Automatically associated channels: Cav2.2

Title: Exogenous α-synuclein decreases raft partitioning of Cav2.2 channels inducing dopamine release.

Authors: Giuseppe Ronzitti, Giovanna Bucci, Marco Emanuele, Damiana Leo, Tatyana D Sotnikova, Liudmila V Mus, Camille H Soubrane, Mark L Dallas, Agnes Thalhammer, Lorenzo A Cingolani, Sumiko Mochida, Raul R Gainetdinov, Gary J Stephens, Evelina Chieregatti

Journal, date & volume: J. Neurosci., 2014 Aug 6 , 34, 10603-15

PubMed link: http://www.ncbi.nlm.nih.gov/pubmed/25100594

Abstract
α-Synuclein is thought to regulate neurotransmitter release through multiple interactions with presynaptic proteins, cytoskeletal elements, ion channels, and synaptic vesicles membrane. α-Synuclein is abundant in the presynaptic compartment, and its release from neurons and glia has been described as responsible for spreading of α-synuclein-derived pathology. α-Synuclein-dependent dysregulation of neurotransmitter release might occur via its action on surface-exposed calcium channels.
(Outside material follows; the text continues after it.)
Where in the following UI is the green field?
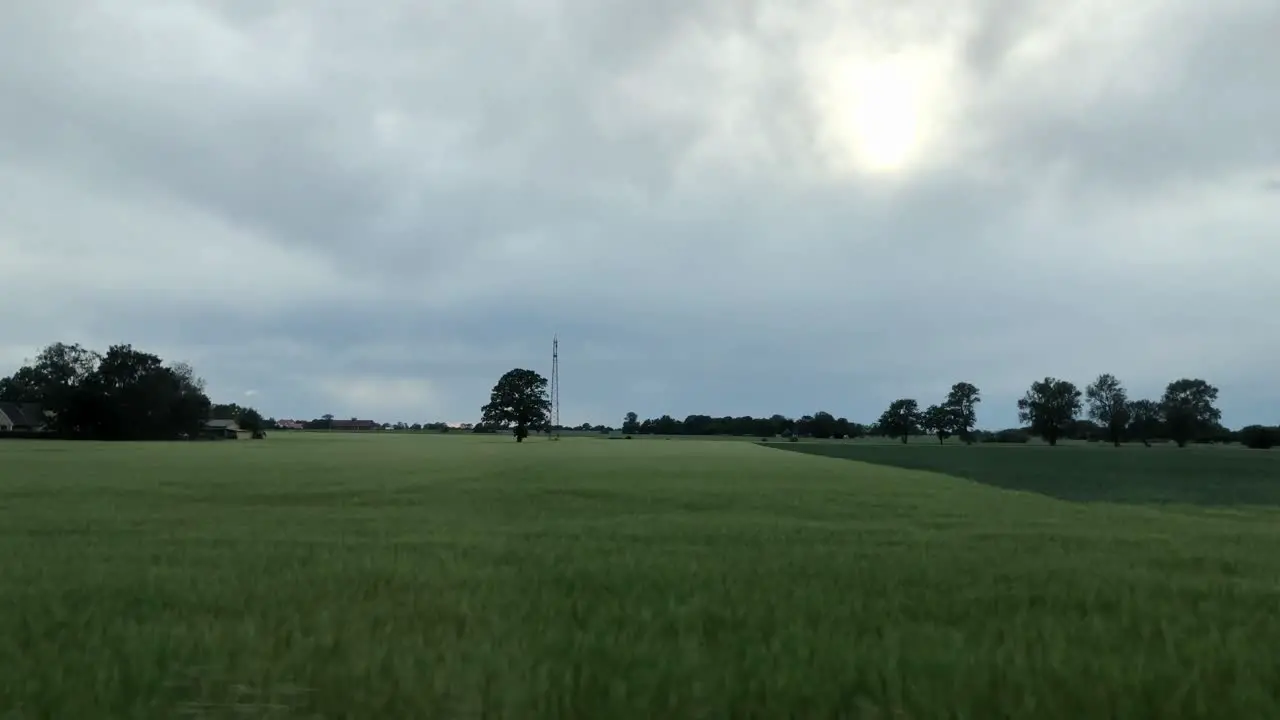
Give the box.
[771,441,1280,507]
[0,433,1280,720]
Here, we provide electrophysiological and biochemical evidence to show that α-synuclein, applied to rat neurons in culture or striatal slices, selectively activates Cav2.2 channels, and said activation correlates with increased neurotransmitter release. Furthermore, in vivo perfusion of α-synuclein into the striatum also leads to acute dopamine release. We further demonstrate that α-synuclein reduces the amount of plasma membrane cholesterol and alters the partitioning of Cav2.2 channels, which move from raft to cholesterol-poor areas of the plasma membrane. We provide evidence for a novel mechanism through which α-synuclein acts from the extracellular milieu to modulate neurotransmitter release and propose a unifying hypothesis for the mechanism of α-synuclein action on multiple targets: the reorganization of plasma membrane microdomains.